When is the Purchase Offer Accepted for a Sacramento Home?

Sellers Wait on Purchase OfferYou will find veteran real estate agents in Sacramento who do not know the answer to when do sellers and buyers have a purchase offer accepted? What is the date of offer acceptance? Moreover, what date is the date of the purchase contract? Even Bank of America does not know the answer to this question, but at least it has picked a method by which to determine the date, even if it is incorrect, according to California law.

I had a conversation with a short sale negotiator at Bank of America yesterday about its SSPCA, which is a form used in a short sale. It specifies and references the date of the California purchase contract. This particular negotiator said that bank policy is to pick the date the real estate agent typed the offer, the date that appears in the upper right hand corner of every page of the C.A.R. Residential Purchase Agreement. This date may or may not be the date on which the buyer even signed the offer. It is definitely not the date of the purchase contract, even if it is the date the buyer signed the offer.

But I can see Bank of America’s point of view. It needs some sort of conformity in its short sale processes, thank goodness, and its lawyers probably decided that since the laws in all states are different, and their lazy ass wants to use only one form nationwide, then the lawyers would just make up their own rules.
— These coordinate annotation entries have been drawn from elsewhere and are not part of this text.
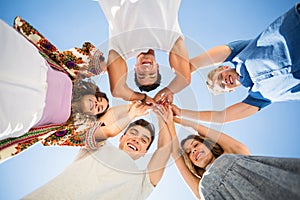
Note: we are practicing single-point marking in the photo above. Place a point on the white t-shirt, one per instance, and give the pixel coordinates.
(107, 173)
(23, 83)
(138, 25)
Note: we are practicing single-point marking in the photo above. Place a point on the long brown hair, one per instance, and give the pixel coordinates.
(214, 147)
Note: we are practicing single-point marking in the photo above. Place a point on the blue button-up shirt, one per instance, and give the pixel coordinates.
(270, 64)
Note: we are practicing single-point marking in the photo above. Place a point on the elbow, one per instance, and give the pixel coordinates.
(188, 80)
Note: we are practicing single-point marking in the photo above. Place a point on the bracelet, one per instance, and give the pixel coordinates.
(144, 99)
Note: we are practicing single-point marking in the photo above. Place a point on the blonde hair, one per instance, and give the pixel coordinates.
(210, 84)
(214, 147)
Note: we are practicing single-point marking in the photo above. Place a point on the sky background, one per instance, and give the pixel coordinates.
(274, 131)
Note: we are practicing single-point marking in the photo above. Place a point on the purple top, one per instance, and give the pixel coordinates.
(57, 108)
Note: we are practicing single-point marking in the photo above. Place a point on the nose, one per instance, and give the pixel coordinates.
(193, 151)
(136, 140)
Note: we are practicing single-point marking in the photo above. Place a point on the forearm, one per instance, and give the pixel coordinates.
(213, 56)
(127, 94)
(161, 156)
(115, 128)
(207, 116)
(178, 84)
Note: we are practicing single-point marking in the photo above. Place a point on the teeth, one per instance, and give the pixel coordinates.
(231, 80)
(132, 147)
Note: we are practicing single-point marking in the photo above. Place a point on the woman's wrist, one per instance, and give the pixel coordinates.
(144, 99)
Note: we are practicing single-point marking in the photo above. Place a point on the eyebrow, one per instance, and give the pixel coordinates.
(143, 135)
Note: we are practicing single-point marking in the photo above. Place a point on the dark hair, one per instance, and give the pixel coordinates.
(145, 124)
(82, 88)
(148, 88)
(214, 147)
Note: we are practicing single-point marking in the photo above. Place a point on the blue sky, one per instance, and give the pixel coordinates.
(274, 131)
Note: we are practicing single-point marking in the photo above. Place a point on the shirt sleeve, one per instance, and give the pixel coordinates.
(257, 102)
(236, 47)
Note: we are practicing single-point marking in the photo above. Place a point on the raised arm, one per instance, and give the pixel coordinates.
(232, 113)
(229, 144)
(213, 56)
(162, 154)
(117, 73)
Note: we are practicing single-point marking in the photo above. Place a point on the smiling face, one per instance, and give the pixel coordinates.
(146, 68)
(226, 79)
(91, 105)
(198, 153)
(135, 141)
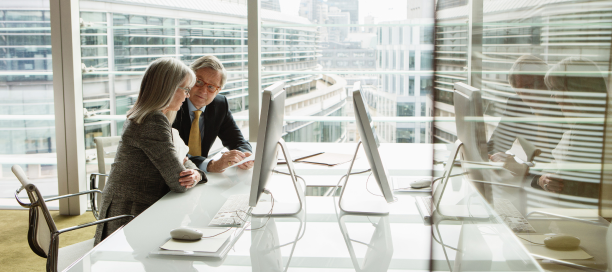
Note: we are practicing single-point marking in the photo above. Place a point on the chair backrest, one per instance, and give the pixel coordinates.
(41, 225)
(106, 148)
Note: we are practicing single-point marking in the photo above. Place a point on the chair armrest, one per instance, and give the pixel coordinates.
(94, 223)
(92, 180)
(71, 195)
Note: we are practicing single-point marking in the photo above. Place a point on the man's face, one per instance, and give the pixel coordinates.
(524, 88)
(207, 80)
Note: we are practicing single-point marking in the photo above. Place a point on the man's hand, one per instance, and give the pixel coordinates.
(498, 157)
(227, 159)
(550, 183)
(189, 178)
(247, 165)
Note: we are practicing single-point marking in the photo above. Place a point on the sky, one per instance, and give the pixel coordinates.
(382, 10)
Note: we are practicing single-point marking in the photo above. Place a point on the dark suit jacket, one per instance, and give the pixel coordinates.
(218, 121)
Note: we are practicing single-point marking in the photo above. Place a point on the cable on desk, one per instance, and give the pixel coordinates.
(228, 229)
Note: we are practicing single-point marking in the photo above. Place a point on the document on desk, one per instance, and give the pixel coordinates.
(212, 244)
(329, 159)
(542, 250)
(247, 159)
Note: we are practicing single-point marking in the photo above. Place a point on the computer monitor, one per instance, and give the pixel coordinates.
(471, 132)
(370, 144)
(470, 122)
(268, 140)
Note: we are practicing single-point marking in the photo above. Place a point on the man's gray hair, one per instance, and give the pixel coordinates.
(159, 83)
(213, 63)
(528, 66)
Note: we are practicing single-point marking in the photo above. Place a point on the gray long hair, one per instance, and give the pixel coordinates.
(160, 81)
(211, 62)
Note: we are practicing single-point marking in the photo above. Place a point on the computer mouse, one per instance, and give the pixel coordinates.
(186, 233)
(421, 183)
(562, 242)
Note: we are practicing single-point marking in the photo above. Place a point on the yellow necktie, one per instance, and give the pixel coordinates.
(195, 142)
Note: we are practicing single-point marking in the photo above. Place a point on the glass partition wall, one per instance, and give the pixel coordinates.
(541, 73)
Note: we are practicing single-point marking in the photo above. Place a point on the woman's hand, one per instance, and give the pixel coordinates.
(498, 157)
(551, 184)
(190, 178)
(247, 165)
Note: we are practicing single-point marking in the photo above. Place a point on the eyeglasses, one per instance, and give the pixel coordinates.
(187, 90)
(209, 87)
(557, 98)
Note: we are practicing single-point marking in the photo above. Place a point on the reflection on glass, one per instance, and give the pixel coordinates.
(379, 250)
(265, 245)
(542, 70)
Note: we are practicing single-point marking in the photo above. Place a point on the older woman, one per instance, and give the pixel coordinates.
(146, 165)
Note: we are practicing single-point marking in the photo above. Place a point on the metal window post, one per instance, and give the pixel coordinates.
(475, 30)
(110, 42)
(68, 99)
(254, 70)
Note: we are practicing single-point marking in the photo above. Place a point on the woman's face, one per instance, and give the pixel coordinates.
(179, 96)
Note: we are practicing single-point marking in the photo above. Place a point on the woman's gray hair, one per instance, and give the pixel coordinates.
(160, 82)
(211, 62)
(530, 67)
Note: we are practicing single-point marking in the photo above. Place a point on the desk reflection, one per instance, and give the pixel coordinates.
(380, 248)
(265, 245)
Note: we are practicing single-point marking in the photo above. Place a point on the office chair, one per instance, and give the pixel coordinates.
(43, 235)
(106, 148)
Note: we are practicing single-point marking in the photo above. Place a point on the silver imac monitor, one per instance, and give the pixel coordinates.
(470, 122)
(370, 144)
(268, 141)
(471, 132)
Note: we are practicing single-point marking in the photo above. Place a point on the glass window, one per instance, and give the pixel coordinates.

Nobody cares about short sales much anymore.

When it comes to a home buyer in Sacramento, though, the date of the purchase contract is extremely important because it establishes the contingency period date. Purchase contracts contain contingencies for all sorts of things such as home inspections, appraisal and loan approval. Those time periods, typically 17 days by contract default, start the day after the purchase contract is ratified, fully accepted.

The date the contract is fully accepted, the date of contract acceptance, is the date it is delivered to the party named on page 8 in the first paragraph (subject to counter offers, if any). If it is the buyer who is named, then it is the date that the buyer receives the fully executed contract. If the name is that of the buyer’s real estate agent, then it is the date the buyer’s real estate agent receives the fully executed contract. It is “delivery” and receipt of that delivery that starts the clock ticking.

For example, if a purchase contract is signed by the buyer on October 16th, accepted by the seller on October 19th, but not delivered to and acknowledged by the buyer’s agent until October 21st, then it is October 21st that is the date of delivery and the official date of the purchase contract.